C.E. Credits: P.A.C.E. CE Florida CE


Speech neuroprostheses have the potential to restore communication to people living with paralysis, but naturalistic speed and expressivity are elusive. Here we use high-density surface recordings of the speech cortex in a clinical-trial participant with severe limb and vocal paralysis to achieve high-performance real-time decoding across three complementary speech-related output modalities: text, speech audio and facial-avatar animation. We trained and evaluated deep-learning models using neural data collected as the participant attempted to silently speak sentences. For text, we demonstrate accurate and rapid large-vocabulary decoding with a median rate of 78 words per minute and median word error rate of 25%. For speech audio, we demonstrate intelligible and rapid speech synthesis and personalization to the participant’s pre-injury voice.
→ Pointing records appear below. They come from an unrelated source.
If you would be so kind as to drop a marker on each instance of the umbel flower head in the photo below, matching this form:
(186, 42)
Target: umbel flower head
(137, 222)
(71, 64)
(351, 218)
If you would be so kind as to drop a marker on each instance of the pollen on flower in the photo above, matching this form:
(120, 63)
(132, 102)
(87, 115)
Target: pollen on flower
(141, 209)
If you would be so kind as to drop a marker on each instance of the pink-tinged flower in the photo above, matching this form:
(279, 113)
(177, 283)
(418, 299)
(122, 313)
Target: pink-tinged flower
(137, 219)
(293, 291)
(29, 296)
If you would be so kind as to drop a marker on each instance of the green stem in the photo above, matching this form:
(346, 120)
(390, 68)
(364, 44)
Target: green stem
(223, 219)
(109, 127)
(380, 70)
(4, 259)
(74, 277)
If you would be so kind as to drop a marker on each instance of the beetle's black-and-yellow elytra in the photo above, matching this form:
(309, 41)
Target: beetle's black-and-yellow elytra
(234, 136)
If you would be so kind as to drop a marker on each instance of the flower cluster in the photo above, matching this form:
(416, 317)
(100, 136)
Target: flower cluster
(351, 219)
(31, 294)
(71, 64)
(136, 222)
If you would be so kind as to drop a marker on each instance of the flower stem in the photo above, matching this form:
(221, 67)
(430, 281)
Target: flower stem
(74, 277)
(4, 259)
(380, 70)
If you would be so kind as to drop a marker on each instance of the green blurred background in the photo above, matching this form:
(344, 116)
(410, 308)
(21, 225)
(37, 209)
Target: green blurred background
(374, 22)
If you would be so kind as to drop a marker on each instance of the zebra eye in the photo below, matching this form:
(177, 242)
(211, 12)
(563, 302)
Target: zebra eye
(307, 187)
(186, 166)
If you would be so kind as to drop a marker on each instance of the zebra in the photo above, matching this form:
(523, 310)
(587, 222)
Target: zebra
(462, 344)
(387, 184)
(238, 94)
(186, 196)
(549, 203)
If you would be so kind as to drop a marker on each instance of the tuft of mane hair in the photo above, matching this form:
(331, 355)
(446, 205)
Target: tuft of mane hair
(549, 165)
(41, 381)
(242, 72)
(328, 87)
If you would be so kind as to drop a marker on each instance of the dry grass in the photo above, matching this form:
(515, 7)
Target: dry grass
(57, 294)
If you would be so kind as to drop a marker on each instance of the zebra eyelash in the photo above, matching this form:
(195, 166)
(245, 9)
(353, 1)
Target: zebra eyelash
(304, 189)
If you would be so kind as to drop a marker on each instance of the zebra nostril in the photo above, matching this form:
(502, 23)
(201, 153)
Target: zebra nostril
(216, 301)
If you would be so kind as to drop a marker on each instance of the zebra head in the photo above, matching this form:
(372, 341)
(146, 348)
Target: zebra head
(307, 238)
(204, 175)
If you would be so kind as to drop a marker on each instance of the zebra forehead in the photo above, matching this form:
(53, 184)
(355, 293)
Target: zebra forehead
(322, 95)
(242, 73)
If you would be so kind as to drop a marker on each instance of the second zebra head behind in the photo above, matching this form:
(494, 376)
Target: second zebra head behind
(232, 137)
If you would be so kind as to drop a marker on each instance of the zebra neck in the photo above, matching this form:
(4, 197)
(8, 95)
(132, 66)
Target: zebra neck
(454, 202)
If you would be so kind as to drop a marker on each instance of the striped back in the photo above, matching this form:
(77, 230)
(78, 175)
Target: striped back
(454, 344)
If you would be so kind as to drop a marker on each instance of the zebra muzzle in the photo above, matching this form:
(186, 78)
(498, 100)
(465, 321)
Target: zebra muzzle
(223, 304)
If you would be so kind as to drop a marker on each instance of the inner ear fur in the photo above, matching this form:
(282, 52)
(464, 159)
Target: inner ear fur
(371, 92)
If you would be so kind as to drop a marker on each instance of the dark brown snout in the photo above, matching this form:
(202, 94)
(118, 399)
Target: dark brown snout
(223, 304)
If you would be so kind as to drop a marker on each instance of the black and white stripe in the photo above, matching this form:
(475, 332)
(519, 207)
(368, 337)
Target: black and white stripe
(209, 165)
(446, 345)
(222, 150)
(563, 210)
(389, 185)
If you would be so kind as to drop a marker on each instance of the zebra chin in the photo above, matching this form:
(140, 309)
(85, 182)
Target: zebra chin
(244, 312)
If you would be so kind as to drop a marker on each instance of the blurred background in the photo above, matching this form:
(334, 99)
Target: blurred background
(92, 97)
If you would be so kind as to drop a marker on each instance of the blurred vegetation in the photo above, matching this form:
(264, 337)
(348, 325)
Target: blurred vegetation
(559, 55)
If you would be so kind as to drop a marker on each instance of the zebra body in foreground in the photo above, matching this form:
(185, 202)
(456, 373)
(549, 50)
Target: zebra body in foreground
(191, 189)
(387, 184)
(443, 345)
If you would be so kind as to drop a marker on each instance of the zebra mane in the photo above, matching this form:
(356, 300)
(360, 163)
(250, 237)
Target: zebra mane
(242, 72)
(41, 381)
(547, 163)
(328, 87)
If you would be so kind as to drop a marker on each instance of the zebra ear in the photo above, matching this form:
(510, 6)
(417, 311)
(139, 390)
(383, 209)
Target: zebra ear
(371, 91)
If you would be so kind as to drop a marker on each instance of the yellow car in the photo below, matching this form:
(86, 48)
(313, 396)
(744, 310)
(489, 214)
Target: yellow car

For facial-avatar animation, we demonstrate the control of virtual orofacial movements for speech and non-speech communicative gestures. The decoders reached high performance with less than two weeks of training. Our findings introduce a multimodal speech-neuroprosthetic approach that has substantial promise to restore full, embodied communication to people living with severe paralysis.

Learning Objectives: 

1. Explain the need for reliable speech-neuroprostheses for restoring communication

2. Summarize the current most accurate approach to decoding speech from the brain.

3. Identify speech brain-computer interfaces as a positive use case for AI for benefiting people in need.